Soundex is a clever algorithm for reducing a string of characters into a string which roughly represents its pronunciation. The "roughly" is key here. We could just search the database for identical entries, but users often mistype entries. So comparing sounds is a good way to gloss over those mistakes.
This gives us the Soundex of every inscription in the database:
SQLSELECT soundex(`inscription`) FROM `benches` WHERE 1
Which results in:
|soundex(`inscription`) |
|=====================================================|
|D531323161545613216323 |
|J51616565324126143216316531414 |
|D232624132635253263532154 |
|H6432534215361312345252342525321625342323153423163...|
|A2316215635 |
Effectively, it's like a fuzzy hash for text.
So, here's how to get a list of all the Soundexs which have duplicates:
SQLSELECT `inscription`, SOUNDEX(`inscription`), COUNT(SOUNDEX(`inscription`))
FROM `benches`
WHERE `published` = 1
GROUP BY SOUNDEX(`inscription`)
HAVING COUNT(SOUNDEX(`inscription`)) > 1
LIMIT 0 , 1024"
Which I can then use to produce a list of duplicates:
And I can then get a list of all benches with a specific Soundex:
SQLSELECT `benchID`, `inscription`, `address`
FROM `benches`
WHERE SOUNDEX(`inscription`) = "A123"
AND `published` = 1
In this case, I can see that they're similar but not identical - so I don't need to merge them.
I started off with a thousand possible duplicates and, after going through each of them, merged a couple of hundred dupes. That was a fun weekend!
Other Strategies
There were a couple of other things I thought of, and then discarded, to deal with dupes.
Ask the user on upload
This is probably the simplest. If a new upload has a similar Soundex to a nearby bench, ask the user if it a duplicate. But, actually, that's fraught with complexity. It puts a lot of pressure on a new user to get it right. And, frankly, we're a tiny community which needs all the users it can get. So I decided to put the pressure back on me, the admin.
There are quite a few benches near each other which have identical inscriptions. So asking a user to check which bench they meant could also be complicated.
Which leads on to...
Check proximity
There are lots of benches near each other. That's understandable. But calculating how near any two benches are is a bit more complex. They're stored in the database with separate latitude and longitude values. So, we can use the Haversine formula to find all benches within, say, 250 metres of position 1.23,4.56
:
SQLSELECT
(
6371 * ACOS(COS(RADIANS(1.23)) *
COS(RADIANS(`latitude`)) *
COS(RADIANS(`longitude`) -
RADIANS(4.56)) +
SIN(RADIANS(1.23)) *
SIN(RADIANS(`latitude`)))
)
AS distance, benchID, latitude, longitude, inscription, published
FROM benches
WHERE published = TRUE AND present = TRUE
HAVING distance < .25
ORDER BY distance
That's fine - but when combined with Soundex, it becomes much more complex. Effectively you then have to group similar sounds by geographic closeness. And, frankly, I really can't be bothered!
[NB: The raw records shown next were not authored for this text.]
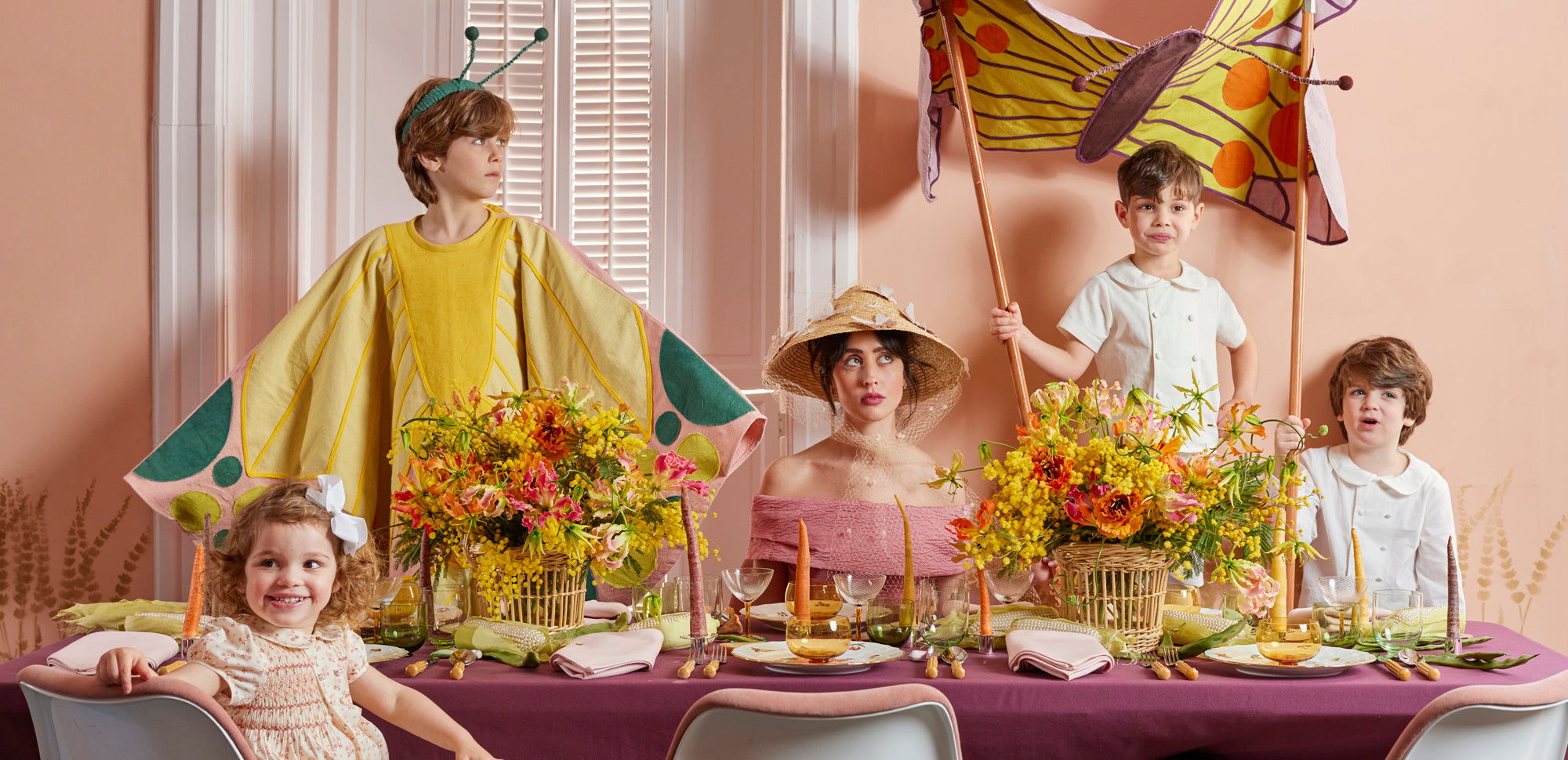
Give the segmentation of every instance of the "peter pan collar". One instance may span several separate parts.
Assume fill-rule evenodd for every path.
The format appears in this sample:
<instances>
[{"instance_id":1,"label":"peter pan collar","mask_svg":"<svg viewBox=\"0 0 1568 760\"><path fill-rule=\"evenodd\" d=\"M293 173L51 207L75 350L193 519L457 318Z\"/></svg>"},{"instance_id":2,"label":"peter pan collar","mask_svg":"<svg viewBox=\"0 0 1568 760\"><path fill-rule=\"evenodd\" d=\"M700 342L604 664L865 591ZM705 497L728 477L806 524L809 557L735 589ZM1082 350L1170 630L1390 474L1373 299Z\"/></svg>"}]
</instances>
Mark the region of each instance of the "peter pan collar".
<instances>
[{"instance_id":1,"label":"peter pan collar","mask_svg":"<svg viewBox=\"0 0 1568 760\"><path fill-rule=\"evenodd\" d=\"M1190 265L1187 262L1181 263L1181 274L1176 279L1167 280L1167 279L1156 277L1156 276L1148 274L1143 270L1140 270L1138 265L1132 263L1132 257L1131 255L1126 257L1126 259L1123 259L1123 260L1120 260L1120 262L1116 262L1116 263L1113 263L1113 265L1110 265L1110 266L1107 266L1105 268L1105 274L1110 274L1110 279L1113 279L1113 280L1116 280L1116 282L1120 282L1120 284L1123 284L1123 285L1126 285L1129 288L1138 288L1138 290L1152 288L1154 285L1159 285L1159 284L1163 284L1163 282L1170 282L1171 285L1178 285L1178 287L1182 287L1185 290L1203 290L1204 285L1209 284L1209 277L1206 274L1203 274L1201 271L1198 271L1196 266L1193 266L1193 265Z\"/></svg>"},{"instance_id":2,"label":"peter pan collar","mask_svg":"<svg viewBox=\"0 0 1568 760\"><path fill-rule=\"evenodd\" d=\"M240 617L240 622L248 625L251 628L251 633L254 633L256 636L289 649L307 649L317 639L337 641L343 638L343 627L337 624L317 625L315 632L306 633L299 628L279 628L260 617L249 614Z\"/></svg>"},{"instance_id":3,"label":"peter pan collar","mask_svg":"<svg viewBox=\"0 0 1568 760\"><path fill-rule=\"evenodd\" d=\"M1399 453L1410 459L1410 464L1405 465L1405 472L1399 475L1372 475L1370 472L1363 470L1361 465L1352 461L1350 454L1345 453L1345 443L1328 450L1328 465L1333 467L1334 475L1338 475L1339 480L1352 486L1380 483L1383 487L1402 497L1408 497L1421 487L1421 478L1416 475L1416 458L1410 456L1410 453L1403 448L1400 448Z\"/></svg>"}]
</instances>

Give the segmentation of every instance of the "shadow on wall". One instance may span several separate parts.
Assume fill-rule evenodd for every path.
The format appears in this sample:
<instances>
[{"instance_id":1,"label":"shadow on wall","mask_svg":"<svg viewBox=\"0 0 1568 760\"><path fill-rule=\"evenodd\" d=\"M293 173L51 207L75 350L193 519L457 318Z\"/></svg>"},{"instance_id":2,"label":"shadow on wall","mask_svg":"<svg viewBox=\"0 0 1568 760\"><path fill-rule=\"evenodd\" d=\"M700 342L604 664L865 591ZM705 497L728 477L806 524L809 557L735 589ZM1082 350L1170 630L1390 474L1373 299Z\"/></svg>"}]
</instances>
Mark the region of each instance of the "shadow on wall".
<instances>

If you'd like to help out, the code to OpenBenches is open source.
Thomas Steiner :chrome: said on toot.cafe:
@Edent @openbenches.org That's neat. I wasn't aware that this is a native SQL function. (You may want to mention this in your blog post.) Here's the MySQL docs for it, maybe saving someone else a Web search: https://dev.mysql.com/doc/refman/8.4/en/string-functions.html#function_soundex.
MySQL :: MySQL 8.4 Reference Manual :: 14.8 String Functions and Operators
dusoft says:
These three functions might be also useful: https://www.php.net/manual/en/function.metaphone.php https://www.php.net/levenshtein https://www.php.net/manual/en/function.similar-text.php
I was experimenting with them at some point (along soundex) to match up old and new URLs to automatically create redirects.